Dikta masih menjalankan motornya, dan Vian begitu kebingungan melihat Dikta membawa motornya, seperti tidak biasanya. Gak tau kenapa Dikta membawa motornya sangat pelan. Rasanya lebih baik jalan kaki dari pada naik motornya ini, percuma juga pake motor kalau seperti siput gini. Jalannya ke pinggir, sangking pelannya kayak mau oleng nih motor.
Di tambah Hari ini panas, sangat terasa sampai menusuk kulit. Vian yakin Dikta pasti mau berhenti. Kepala Dikta selalu menoleh ke kanan seperti mencari sesuatu. Dan tak lama Dikta memberhentikan motornya di pinggir jalan tepat di depan penjual es doger.
Ketika Dikta turun, Vian juga ikutan turun dari motornya itu. Cuaca yang panas, ditambah Dikta malah berhenti di pinggir jalan seperti ini, membuat Vian menjadi kesal.
"Ini ngapain ke sini?" Tanya Vian.
"Kita beli es dulu sebentar, kamu gak suka es doger?"
"Yaa suka, tapi aku mau langsung pulang, Dikta".
"Sebentar aja, sekarang cuaca lagi panas-panasnya pasti enak kalo kita beli es doger".
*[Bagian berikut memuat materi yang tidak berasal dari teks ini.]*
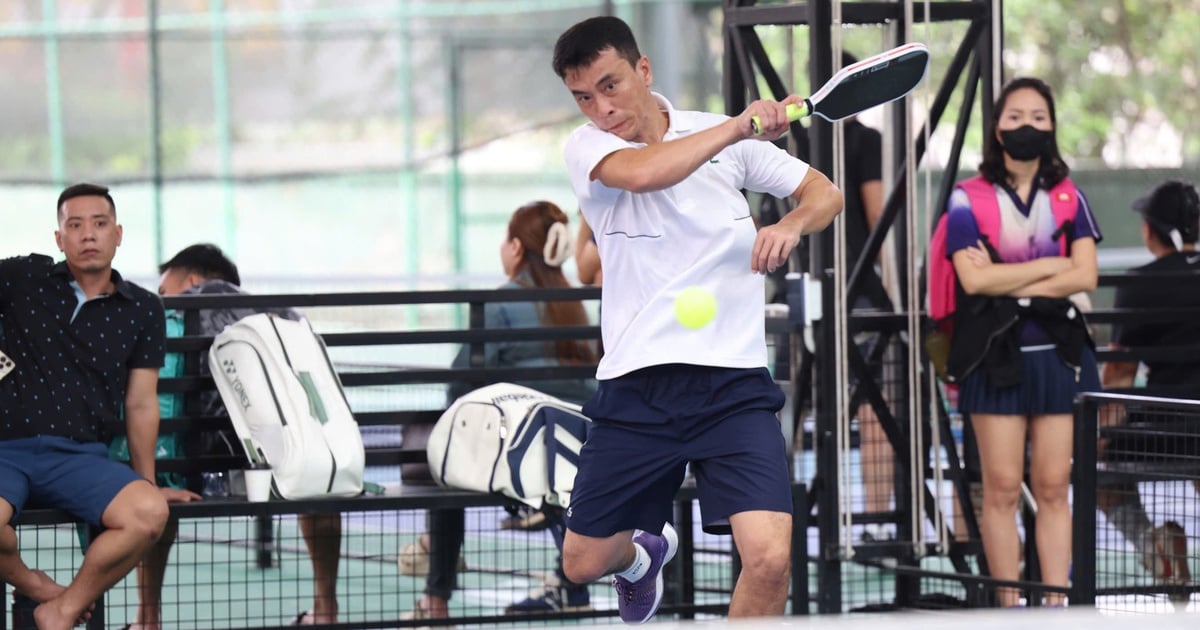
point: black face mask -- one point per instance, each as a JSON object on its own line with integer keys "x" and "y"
{"x": 1026, "y": 143}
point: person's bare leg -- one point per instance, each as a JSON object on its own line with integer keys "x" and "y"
{"x": 29, "y": 582}
{"x": 879, "y": 465}
{"x": 588, "y": 558}
{"x": 133, "y": 521}
{"x": 151, "y": 571}
{"x": 1002, "y": 457}
{"x": 323, "y": 535}
{"x": 765, "y": 544}
{"x": 1050, "y": 450}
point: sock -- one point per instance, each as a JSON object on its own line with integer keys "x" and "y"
{"x": 1129, "y": 519}
{"x": 641, "y": 564}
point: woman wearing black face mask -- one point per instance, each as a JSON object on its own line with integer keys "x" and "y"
{"x": 1023, "y": 239}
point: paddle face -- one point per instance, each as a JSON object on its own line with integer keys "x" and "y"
{"x": 871, "y": 82}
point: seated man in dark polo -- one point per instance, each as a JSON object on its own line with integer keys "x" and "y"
{"x": 84, "y": 345}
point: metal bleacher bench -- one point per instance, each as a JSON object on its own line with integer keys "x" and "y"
{"x": 376, "y": 343}
{"x": 402, "y": 497}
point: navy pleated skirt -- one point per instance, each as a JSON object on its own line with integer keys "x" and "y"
{"x": 1048, "y": 387}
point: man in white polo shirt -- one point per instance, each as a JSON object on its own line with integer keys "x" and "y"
{"x": 661, "y": 189}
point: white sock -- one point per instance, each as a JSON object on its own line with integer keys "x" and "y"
{"x": 641, "y": 564}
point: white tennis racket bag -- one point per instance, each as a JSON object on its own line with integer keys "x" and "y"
{"x": 288, "y": 407}
{"x": 509, "y": 439}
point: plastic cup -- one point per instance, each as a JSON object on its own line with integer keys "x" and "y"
{"x": 258, "y": 484}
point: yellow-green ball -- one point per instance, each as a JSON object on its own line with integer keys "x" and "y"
{"x": 695, "y": 307}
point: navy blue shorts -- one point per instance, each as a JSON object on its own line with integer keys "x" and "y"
{"x": 1048, "y": 387}
{"x": 649, "y": 424}
{"x": 61, "y": 473}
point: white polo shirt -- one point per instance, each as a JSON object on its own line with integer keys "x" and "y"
{"x": 699, "y": 232}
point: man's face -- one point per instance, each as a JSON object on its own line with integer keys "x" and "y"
{"x": 615, "y": 95}
{"x": 175, "y": 281}
{"x": 88, "y": 233}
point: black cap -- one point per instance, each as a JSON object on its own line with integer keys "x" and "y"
{"x": 1171, "y": 205}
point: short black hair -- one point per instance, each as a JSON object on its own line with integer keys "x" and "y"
{"x": 204, "y": 259}
{"x": 1171, "y": 205}
{"x": 583, "y": 42}
{"x": 84, "y": 190}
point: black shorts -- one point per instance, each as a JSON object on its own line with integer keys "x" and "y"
{"x": 651, "y": 424}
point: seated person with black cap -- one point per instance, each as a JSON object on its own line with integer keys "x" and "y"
{"x": 1170, "y": 227}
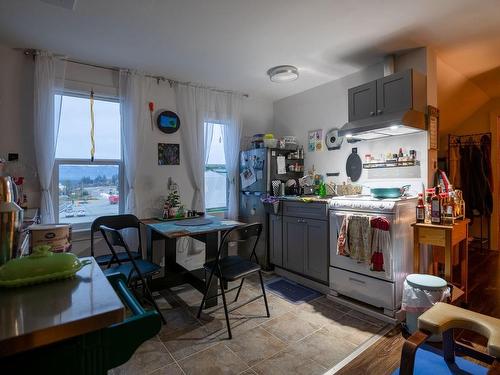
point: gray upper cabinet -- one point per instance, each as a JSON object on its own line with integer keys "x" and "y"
{"x": 394, "y": 93}
{"x": 276, "y": 240}
{"x": 362, "y": 101}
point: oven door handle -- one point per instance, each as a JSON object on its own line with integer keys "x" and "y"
{"x": 357, "y": 280}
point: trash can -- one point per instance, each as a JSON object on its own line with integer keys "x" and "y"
{"x": 420, "y": 293}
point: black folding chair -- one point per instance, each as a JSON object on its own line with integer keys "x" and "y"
{"x": 232, "y": 268}
{"x": 135, "y": 270}
{"x": 118, "y": 222}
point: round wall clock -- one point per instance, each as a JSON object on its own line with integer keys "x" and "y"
{"x": 168, "y": 122}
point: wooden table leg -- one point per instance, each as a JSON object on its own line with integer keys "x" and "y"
{"x": 464, "y": 261}
{"x": 448, "y": 264}
{"x": 211, "y": 248}
{"x": 416, "y": 251}
{"x": 149, "y": 243}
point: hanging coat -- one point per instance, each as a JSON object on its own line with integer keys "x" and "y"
{"x": 475, "y": 184}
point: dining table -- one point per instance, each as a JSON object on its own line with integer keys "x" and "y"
{"x": 207, "y": 229}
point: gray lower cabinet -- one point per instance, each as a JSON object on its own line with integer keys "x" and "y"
{"x": 316, "y": 256}
{"x": 276, "y": 240}
{"x": 305, "y": 247}
{"x": 294, "y": 243}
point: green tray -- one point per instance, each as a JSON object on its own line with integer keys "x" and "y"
{"x": 40, "y": 267}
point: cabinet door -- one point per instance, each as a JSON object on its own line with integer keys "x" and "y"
{"x": 316, "y": 257}
{"x": 276, "y": 240}
{"x": 294, "y": 243}
{"x": 394, "y": 93}
{"x": 362, "y": 101}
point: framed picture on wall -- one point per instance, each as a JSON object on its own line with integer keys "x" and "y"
{"x": 168, "y": 154}
{"x": 433, "y": 127}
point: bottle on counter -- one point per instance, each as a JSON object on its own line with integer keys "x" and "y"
{"x": 420, "y": 210}
{"x": 436, "y": 207}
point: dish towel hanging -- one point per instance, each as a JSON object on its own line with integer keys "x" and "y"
{"x": 381, "y": 245}
{"x": 342, "y": 243}
{"x": 358, "y": 237}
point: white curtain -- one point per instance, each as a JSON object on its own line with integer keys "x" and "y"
{"x": 232, "y": 140}
{"x": 133, "y": 114}
{"x": 197, "y": 106}
{"x": 192, "y": 136}
{"x": 209, "y": 135}
{"x": 49, "y": 78}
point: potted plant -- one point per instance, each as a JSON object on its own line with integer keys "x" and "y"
{"x": 173, "y": 202}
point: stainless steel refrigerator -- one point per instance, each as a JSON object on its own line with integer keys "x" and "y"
{"x": 254, "y": 183}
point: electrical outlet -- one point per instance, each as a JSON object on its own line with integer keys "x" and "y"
{"x": 12, "y": 156}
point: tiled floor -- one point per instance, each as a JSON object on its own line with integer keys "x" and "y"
{"x": 297, "y": 339}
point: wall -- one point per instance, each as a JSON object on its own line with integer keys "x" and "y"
{"x": 325, "y": 107}
{"x": 482, "y": 121}
{"x": 16, "y": 129}
{"x": 458, "y": 99}
{"x": 16, "y": 116}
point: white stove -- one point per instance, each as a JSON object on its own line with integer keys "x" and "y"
{"x": 366, "y": 203}
{"x": 350, "y": 278}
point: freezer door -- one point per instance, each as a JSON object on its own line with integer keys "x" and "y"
{"x": 254, "y": 170}
{"x": 252, "y": 211}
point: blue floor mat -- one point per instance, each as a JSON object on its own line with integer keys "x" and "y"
{"x": 292, "y": 292}
{"x": 430, "y": 361}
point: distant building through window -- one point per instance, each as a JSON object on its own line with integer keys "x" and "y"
{"x": 215, "y": 169}
{"x": 84, "y": 190}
Mendengar itu, Vian langsung berjalan ke bangku yang sudah disediakan di belakang panjual es doger untuk duduk. Rasanya malas sekali membalas perkataan Dikta, yang selalu tidak ada ujungnya. Sebenarnya Vian mau langsung pulang, karna ia ingin tidur, lebih tepatnya bermalas-malasan. Hari ini sangat melelahkan ditambah cuaca yang panas semakin menambah rasa capek di badan. Belum lagi pikiran yang perlu untuk di istirahatkan, karna rasanya, selama di sekolah tadi pikiran udah terlalu banyak berpikir.
Gak lama kemudian, Dikta duduk di samping Vian, setelah memesan es doger ke bapak penjualnya. Setelah dua menit berlalu hanya kesunyian yang menemani. Vian menoleh ke arah Dikta yang sekarang dia lagi menatap ke arahnya juga.
"Kamu kenapa tadi pas pulang sekolah, kok cemberut gitu mukanya?"
"Hmm gak ada, cuma masalah di sekolah aja," jawab Vian.
"Masalah apa?".
"Yaa banyak macamnya, tugas sekolah yang semakin menumpuk, belum lagi dituntut untuk belajar mempersiapkan ujian yang semakin dekat, minggu depan bimbel akan dimulai, kalau kayak gini rasanya ga sanggup."
Dikta hanya diam mendengarkan dengan tenang. Vian aja rasanya udah emosi membicarakan ini.
"Jangan dipikirkan kali, cukup jalani. Kalau udah gak sanggup berhenti, istirahat sebentar. Jangan dipaksakan. Emangnya tugas sekolahnya banyak kali?"
Vian menganggukkan kepalanya, mendengar nasehat bijak yang baru pertama kali ia dengar dari mulut Dikta. Ia melihat ke arah Dikta yang lagi tersenyum lembut ke arahnya. Vian termenung sebentar, melihat wajah Dikta seperti gak punya beban hidup yang harus dijalani. Ia terlena, terus memperhatikan wajah Dikta tanpa kedip, ia tersadar ketika Dikta menaikkan satu alisnya, sangat memalukan ia mencoba bersikap normal kembali ke dunia nyata.
"Lumayan sih, belum lagi tugas matematika. Harus dikumpulkan hari senin semua, tugas yang dikasihnya beberapa hari yang lalu aja belum selesai, ditambah hari ini dikasih lagi." ucap Vian pelan. Ia menaikkan kepalanya melihat Dikta hanya diam saja.
Vian kembali Memikirkan kekesalan pulang sekolah tadi, yang ia bicarakan sama Vita dan Suci tadi.
Setelah itu, datang bapak penjual es doger ke meja Dikta dan Vian, memecahkan keheningan. Ia mengantarkan es doger dua buah. Bapak tersebut tersenyum ramah lalu meninggalkan Vian dan Dikta berdua kembali.
"Mau aku bantu gak? Aku lumayan pandai kalau soal hitung-hitungan seperti matematika ini."